Maximum stack Allocation

Investigating documentation ought to follow lines of Linux documentation on thread creation and image loading (fork(2), clone(2), execve(2)). The documentation of execve mentions something interesting:

Limits on size of arguments and environment

...snip...

On kernel 2.6.23 and later, most architectures support a size limit derived from the soft RLIMIT_STACK resource limit (see getrlimit(2))

...snip...

This confirms that the limit requires the architecture to support it and also references where it's limited (getrlimit(2)).

RLIMIT_STACK

This is the maximum size of the process stack, in bytes. Upon reaching this limit, a SIGSEGV signal is generated. To handle this signal, a process must employ an alternate signal stack (sigaltstack(2)).

Since Linux 2.6.23, this limit also determines the amount of space used for the process's command-line arguments and envi‐ronment variables; for details, see execve(2).

Growing the stack by changing the RSP register

I don't know x86 assembler. But I'll draw your attention to the "Stack Fault Exception" which can be triggered by x86 CPUs when the SS register is changed. Please do correct me if I'm wrong, but I believe on x86-64 SS:SP has just become "RSP". So if I understand correctly a Stack Fault Exception can be triggered by decremented RSP (subq $0x7fe000,%rsp).

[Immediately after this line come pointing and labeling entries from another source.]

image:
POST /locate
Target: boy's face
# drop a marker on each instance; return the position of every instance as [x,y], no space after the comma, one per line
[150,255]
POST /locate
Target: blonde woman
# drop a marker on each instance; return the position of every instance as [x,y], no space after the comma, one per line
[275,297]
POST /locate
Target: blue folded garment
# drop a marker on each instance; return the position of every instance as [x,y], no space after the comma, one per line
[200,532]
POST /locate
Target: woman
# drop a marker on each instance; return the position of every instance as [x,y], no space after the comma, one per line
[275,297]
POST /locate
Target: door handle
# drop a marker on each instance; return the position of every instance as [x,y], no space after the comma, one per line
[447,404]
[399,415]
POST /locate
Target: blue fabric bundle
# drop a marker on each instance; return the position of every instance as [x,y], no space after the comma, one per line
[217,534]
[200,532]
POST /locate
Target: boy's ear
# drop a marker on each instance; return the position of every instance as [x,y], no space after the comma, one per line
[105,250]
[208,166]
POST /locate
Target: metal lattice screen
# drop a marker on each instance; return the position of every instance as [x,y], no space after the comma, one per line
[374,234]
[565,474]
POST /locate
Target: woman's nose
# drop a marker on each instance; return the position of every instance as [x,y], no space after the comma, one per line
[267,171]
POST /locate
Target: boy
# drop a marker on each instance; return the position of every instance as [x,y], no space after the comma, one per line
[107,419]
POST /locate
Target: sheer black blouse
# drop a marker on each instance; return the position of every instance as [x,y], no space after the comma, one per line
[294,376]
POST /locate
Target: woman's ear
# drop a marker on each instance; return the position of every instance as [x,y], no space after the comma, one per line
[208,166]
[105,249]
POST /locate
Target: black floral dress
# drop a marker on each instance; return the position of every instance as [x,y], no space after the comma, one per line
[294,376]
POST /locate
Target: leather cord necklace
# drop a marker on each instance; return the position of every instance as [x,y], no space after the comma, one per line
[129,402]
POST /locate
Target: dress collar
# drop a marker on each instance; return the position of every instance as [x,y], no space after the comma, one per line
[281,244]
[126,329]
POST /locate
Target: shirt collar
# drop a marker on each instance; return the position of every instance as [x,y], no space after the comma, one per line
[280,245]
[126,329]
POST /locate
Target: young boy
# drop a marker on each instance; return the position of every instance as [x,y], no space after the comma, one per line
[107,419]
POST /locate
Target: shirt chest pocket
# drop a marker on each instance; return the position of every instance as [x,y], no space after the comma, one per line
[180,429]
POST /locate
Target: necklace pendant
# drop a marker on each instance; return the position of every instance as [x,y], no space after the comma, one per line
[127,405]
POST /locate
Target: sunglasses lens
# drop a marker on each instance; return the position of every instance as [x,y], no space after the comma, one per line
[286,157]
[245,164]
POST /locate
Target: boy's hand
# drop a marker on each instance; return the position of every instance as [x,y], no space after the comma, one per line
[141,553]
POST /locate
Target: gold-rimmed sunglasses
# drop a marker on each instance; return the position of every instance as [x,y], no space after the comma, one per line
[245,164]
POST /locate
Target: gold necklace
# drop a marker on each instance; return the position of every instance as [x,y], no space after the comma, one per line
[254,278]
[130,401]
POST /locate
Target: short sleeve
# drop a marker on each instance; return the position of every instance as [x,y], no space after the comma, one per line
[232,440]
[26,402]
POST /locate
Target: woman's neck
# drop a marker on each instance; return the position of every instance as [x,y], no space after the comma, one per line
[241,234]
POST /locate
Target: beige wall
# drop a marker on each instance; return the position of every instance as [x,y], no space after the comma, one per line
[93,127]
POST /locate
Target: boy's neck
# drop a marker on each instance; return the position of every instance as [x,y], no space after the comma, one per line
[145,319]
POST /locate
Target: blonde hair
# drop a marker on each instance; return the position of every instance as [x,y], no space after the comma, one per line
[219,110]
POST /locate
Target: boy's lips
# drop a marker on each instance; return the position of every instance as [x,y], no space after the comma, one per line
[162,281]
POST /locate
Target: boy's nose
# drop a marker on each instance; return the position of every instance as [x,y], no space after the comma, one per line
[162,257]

See page 222 here: https://xem.github.io/minix86/manual/intel-x86-and-64-manual-vol3/o_fe12b1e2a880e0ce.html

Answer 2

Every process memory region (e.g code, static data, heap, stack, etc.) has boundaries, and a memory access outside of any region, or a write access to a read-only region generates a CPU exception. The kernel maintains these memory regions. An access outside of a region propagates up to user space in the form of a segmentation fault signal.

Not all exceptions are generated by accessing memory outside the regions. An in-region access can also generate an exception. For example, if the page is not mapped to physical memory, the page fault handler handles this transparently to the running process.

The process main stack region initially has only a small number of page frames mapped to it, but grows automatically when more data is pushed to it via the stack pointer. The exception handler checks that the access is still within the region reserved for the stack, and allocates a new page frame if it is. This happens automatically from the point of view of the user level code.

A guard page is placed right after the end of the stack region, to detect an overrun of the stack region. Recently (in 2017) some people realized that a single guard page is not sufficient, because a program can potentially be tricked to decrement the stack pointer by a large amount, which may make the stack pointer point to some other region that permits writes. The "solution" to this problem was to replace the 4 kB guard page with a 1 MB guard region. See this LWN article.

It should be noted that this vulnerability is not entirely trivial to exploit, it requires, for example, that the user can control the amount of memory a program allocates via a call to alloca. Robust programs should check the parameter passed to alloca, especially if it is derived from user input.